Requirements for the Genomics Data Analysis Platform
This partnership makes use of the hospital's position as leading academic and industrial organization in multimodal omics analysis and application, Sailegene's experience in GPU-accelerated genome data analysis, and Huawei's leading position in developing high-performance storage and advanced data management systems. Together, the three parties produce an acceleration analysis platform for multiomics data. This platform empowers the biotechnology industry with mass data and innovative storage technologies, facilitating and even directing the digital transformation in the healthcare industry.

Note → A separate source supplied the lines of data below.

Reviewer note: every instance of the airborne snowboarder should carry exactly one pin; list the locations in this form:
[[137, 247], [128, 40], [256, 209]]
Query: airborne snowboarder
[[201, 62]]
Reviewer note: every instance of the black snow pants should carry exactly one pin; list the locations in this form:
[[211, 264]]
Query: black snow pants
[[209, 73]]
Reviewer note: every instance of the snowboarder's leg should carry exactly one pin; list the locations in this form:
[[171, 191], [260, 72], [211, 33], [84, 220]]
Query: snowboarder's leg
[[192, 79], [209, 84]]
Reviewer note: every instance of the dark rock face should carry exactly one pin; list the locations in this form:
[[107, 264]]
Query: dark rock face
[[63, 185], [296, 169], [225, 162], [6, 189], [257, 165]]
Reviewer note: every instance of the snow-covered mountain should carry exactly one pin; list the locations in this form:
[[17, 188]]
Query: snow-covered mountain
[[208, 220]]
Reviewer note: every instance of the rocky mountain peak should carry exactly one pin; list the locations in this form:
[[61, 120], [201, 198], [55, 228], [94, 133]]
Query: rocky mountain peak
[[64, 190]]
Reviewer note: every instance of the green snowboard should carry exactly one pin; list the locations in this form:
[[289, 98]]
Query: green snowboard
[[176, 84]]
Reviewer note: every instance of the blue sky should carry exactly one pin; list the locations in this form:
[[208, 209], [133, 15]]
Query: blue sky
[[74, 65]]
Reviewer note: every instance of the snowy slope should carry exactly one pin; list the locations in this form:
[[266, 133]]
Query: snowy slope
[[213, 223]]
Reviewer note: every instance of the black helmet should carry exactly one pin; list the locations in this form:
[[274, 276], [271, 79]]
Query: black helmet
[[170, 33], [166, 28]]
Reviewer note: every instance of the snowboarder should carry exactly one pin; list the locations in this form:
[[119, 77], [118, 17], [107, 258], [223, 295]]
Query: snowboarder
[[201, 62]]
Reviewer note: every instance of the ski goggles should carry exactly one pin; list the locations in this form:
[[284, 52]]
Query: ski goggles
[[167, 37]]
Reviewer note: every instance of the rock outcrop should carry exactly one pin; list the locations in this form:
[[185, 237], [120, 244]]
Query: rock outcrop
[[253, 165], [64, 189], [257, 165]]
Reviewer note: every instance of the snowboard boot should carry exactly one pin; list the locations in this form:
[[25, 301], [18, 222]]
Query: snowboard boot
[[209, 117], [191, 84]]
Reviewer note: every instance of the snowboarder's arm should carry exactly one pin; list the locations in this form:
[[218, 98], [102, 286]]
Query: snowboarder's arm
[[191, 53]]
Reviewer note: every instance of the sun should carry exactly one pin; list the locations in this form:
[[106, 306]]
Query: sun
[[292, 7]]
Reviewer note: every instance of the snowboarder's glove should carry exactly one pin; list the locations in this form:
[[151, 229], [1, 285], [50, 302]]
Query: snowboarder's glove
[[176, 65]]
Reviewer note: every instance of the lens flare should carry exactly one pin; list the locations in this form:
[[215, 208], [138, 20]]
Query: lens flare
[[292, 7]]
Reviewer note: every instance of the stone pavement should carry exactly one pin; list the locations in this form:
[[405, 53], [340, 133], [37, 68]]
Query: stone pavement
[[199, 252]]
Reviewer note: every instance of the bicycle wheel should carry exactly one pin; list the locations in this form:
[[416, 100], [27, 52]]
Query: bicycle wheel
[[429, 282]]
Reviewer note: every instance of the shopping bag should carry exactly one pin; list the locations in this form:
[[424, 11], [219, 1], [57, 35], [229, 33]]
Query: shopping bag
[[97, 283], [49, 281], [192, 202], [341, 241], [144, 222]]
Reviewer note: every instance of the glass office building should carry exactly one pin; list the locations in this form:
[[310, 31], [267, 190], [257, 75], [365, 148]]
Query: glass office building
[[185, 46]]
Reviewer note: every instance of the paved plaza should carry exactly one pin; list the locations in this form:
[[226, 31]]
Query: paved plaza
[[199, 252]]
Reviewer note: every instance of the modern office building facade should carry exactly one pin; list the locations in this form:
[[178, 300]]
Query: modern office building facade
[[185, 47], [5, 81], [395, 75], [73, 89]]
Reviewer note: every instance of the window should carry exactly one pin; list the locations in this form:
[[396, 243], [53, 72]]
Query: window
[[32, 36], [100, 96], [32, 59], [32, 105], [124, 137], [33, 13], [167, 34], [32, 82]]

WHS-IMOAP Acceleration Platform for Multiomics Data
In this partnership, each party plays a specific role.
WCH provides high-performance software algorithms to analyze operation data and identify performance bottlenecks. It is responsible to design an optimization solution and a top-level architecture. The hospital also set up an R&D team to work with platform for multiomics data, as part of the globally leading high-performance genomic analysis platform.
Sailegene BaseNumber is an ultra-fast NGS data analysis platform that optimizes a single thread to multiple threads. It adds an intensive concurrent read/write mode for disks, to help improve both the write bandwidth (6 to 12 GB/s) and I/O throughput. BaseNumber also adds the fast cache synchronization to substantially accelerate the read and write of large files.
Huawei OceanStor Pacific mass data storage serves as the storage foundation that's to its strengths in performance. Because sequence alignment is a process in which big data sets are imported into the memory for processing, there is a huge demand for high single-thread storage bandwidth. Compared with WCH's legacy storage devices, OceanStor Pacific provides double the single-thread read bandwidth and four times the single-thread write bandwidth, at an aggregated bandwidth of 30 GB/s read and 25 GB/s write with just four nodes. Therefore, it significantly improves the performance of the multiomics joint innovation platform.
Time Comparison of WGS Processing Platforms
Through the comprehensive innovation of WCH, Sailegene, and Huawei in architecture, computing, and storage, the genome sequencing platform can complete analysis in just 7 minutes – a feat achieved for the first time globally. What is more, it completes the analysis at a rate 3.5 times faster than the legacy platform and 180 times faster than traditional solutions. At the 6th Biomedical Big Data and Intelligent Technology Application Summit, Dr. Yu Haopeng, data scientist at West China Biomedical Big Data Center, released the WHS-IMOAP high-performance genome analysis joint solution to the world, demonstrating the platform's capability to produce hWGS results within minutes. He announced that the age of multiomics big data has arrived. According to Dr. Yu, WCH introduced Huawei OceanStor Pacific, a converged analysis data foundation for diversified computing power, and Sailegene's GPU acceleration solution, into its acceleration analysis platform for multiomics data, helping shorten multiomics data analysis to minutes. He also pointed to this project as the defining moment in popularizing precision medicine in healthcare.
The seven-minute analysis for hWGS sets a benchmark for the global healthcare industry, and has far-reaching clinical and scientific research significance. In the future, the joint innovation platform will continue to process epigenomics, proteomics, and transcriptome data sets, and cover all practical clinical applications to help us better understand the human body.